Burger King has come under fire for some colorful language in a recent commercial. The conservative group One Million Moms has voiced their ire for the fast-food restaurant for an ad campaign featuring taste-tests of its new, meat-free burger, the Impossible Whopper. At one point, a customer says, "Damn, that's good," which has become the point of contention.
"One Million Moms finds this highly inappropriate. When responding to the taste test, he didn't have to curse," the group said in a press release, via WSMV. "Or if, in fact, it was a real and unscripted interview in which the man was not an actor, then Burger King could have simply chosen to edit the profanity out of the commercial. Burger King's Impossible Whopper ad is irresponsible and tasteless. It is extremely destructive and damaging to impressionable children viewing the commercial. We all know children repeat what they hear."
So far, the group's website boasts that 8,000 members have taken action on the Burger King situation.
The commercial for the Impossible Whopper is the latest advertisement for the group. Last month, they spoke out against ads for the wedding planning website Zola.com, which featured a same-sex wedding. The Hallmark Network initially pulled the ads before reinstating them along with an apology.

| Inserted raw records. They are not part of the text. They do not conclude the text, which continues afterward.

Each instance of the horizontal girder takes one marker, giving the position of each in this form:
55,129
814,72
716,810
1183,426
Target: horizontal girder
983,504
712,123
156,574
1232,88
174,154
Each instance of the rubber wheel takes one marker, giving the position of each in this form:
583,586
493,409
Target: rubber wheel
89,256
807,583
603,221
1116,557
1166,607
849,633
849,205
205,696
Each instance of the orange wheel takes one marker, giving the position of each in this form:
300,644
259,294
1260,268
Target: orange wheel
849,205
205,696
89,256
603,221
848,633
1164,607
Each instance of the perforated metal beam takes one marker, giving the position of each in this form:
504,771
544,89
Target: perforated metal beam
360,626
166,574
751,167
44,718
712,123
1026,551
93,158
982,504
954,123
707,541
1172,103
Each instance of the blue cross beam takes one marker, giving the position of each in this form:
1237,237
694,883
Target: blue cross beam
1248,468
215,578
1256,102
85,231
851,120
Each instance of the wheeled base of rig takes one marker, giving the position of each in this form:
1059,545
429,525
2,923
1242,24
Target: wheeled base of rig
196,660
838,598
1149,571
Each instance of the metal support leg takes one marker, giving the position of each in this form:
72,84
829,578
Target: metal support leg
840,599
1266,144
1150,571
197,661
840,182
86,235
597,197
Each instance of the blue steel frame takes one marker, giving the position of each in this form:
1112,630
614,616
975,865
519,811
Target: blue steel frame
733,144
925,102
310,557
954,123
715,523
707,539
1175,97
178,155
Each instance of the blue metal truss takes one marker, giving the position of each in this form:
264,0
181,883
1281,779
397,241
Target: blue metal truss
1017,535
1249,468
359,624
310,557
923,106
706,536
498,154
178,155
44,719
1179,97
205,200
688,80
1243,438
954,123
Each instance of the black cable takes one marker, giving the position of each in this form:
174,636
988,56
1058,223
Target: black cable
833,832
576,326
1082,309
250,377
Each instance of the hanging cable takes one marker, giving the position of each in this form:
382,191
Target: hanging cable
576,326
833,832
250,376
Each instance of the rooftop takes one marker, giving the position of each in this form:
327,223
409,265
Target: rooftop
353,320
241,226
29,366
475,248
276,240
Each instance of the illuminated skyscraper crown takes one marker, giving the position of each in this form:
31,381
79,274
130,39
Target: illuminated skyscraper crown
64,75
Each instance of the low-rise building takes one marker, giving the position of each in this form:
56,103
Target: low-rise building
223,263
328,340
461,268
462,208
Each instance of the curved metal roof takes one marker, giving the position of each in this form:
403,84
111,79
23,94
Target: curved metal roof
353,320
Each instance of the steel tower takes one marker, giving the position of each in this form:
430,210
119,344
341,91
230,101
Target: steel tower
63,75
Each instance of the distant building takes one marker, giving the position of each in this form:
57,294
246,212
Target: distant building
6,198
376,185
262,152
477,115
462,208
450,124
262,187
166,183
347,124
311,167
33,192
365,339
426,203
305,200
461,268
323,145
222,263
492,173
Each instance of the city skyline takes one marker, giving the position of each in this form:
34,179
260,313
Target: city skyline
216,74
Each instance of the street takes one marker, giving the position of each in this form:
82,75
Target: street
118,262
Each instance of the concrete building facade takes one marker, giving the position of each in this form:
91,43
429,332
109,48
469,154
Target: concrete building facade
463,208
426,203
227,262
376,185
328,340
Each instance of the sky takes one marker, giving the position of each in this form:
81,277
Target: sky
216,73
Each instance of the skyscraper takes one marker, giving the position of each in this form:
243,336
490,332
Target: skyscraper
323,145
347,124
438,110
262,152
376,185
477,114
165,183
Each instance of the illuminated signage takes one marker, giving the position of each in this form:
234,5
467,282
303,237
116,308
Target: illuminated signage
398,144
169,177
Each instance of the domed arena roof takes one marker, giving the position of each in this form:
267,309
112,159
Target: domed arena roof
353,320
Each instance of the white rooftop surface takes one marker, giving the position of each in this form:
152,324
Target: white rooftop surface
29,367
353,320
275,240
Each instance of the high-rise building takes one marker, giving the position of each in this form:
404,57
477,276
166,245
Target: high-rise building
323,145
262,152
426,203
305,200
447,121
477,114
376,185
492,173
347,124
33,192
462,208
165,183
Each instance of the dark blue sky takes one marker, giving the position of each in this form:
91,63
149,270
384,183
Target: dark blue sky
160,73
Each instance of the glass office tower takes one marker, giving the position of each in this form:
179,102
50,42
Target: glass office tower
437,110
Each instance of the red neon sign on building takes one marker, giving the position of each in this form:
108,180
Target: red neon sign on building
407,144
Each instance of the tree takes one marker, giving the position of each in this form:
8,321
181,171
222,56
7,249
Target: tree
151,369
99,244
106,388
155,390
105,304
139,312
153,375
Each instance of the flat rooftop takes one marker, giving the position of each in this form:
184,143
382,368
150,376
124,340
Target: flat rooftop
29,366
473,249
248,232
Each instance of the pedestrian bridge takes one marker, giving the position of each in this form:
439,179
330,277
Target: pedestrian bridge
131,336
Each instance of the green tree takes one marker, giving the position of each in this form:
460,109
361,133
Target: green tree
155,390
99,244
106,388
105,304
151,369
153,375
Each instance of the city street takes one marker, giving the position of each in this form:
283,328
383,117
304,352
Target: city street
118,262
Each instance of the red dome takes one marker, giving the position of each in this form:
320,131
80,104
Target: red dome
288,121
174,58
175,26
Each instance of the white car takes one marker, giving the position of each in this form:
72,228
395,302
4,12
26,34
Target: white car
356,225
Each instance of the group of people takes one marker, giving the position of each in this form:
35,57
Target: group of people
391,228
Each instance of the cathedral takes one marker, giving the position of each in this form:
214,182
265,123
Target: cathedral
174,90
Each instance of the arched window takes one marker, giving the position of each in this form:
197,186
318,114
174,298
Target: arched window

"Our mission is rooted in helping all people connect, celebrate traditions, and be inspired to capture meaningful moments in their lives," Hallmark Cards Inc. President and CEO Mike Perry said in a statement to PEOPLE. "Anything that detracts from this purpose is not who we are. We are truly sorry for the hurt and disappointment this has caused."
Last February, One Million Moms gathered roughly 11,000 signatures after Parents magazine featured its first same-sex couple, Shaun T and husband Scott Blokker. Their statement at the time expressed that the group was "disappointed that Parents would use their magazine to promote same-sex parenting."0comments
"Even if families do not personally subscribe to the publication, they should be warned that it could be displayed in waiting rooms of dentist and doctor offices, where children could easily be subjected to the glorification of same-sex parents."
Burger King has yet to respond to the group's concern over "the d-word," however, the company is dealing with a lawsuit over the alleged contamination of their meat-free offering at an Atlanta location.